My experience as a chief examiner and observations throughout my career convince me that teachers are very good at assessing pupils through a range of tasks.

The quality assurance measures to give professional and public confidence to teacher assessment are well tested, mainly through the evaluation of practical areas of learning. These procedures are through independent external moderation.

In law and medicine, the concept of cross-moderation of lecturer/trainer judgements with comparison of marking to reach valid and accepted outcomes is commonplace.

This was a feature across all subjects in the CSE system where scripts were marked internally by the class teacher then, if there was more than one class, there was an internal process to compare the marking and create a school rank order for each subject.

Thereafter there was an `area moderation' where several schools came together to follow a similar process.

Finally there was an examining board process where scripts were analysed and, if necessary, changes made to rank orders before grade boundaries were finalised.

This process had the added advantage of being a very effective staff development tool, particularly with respect to informing standards.

If Northern Ireland can alter how we award qualifications it will lay the foundations for a more equitable, inclusive and productive economy and society.

Covid-19 propelled us to find different ways to produce qualifications outcomes. The solution was to recognise the primacy of the teacher as a professional.

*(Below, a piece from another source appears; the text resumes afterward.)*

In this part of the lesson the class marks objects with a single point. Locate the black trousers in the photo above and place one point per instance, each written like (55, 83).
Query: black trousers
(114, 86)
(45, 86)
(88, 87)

That should not be forgotten and we should not go back to the old regime but rather should carry out a broad review of the curriculum to reflect the connectivity of education to the broader strands of a PFG focussed on restructuring towards a system suited to assessing the skills, knowledge, attitudes and attributes necessary for young people to become beneficiaries from an equitable society supported by a high waged economy.

:: Jim Clarke is a former principal and chief executive of the Council for Catholic Maintained Schools.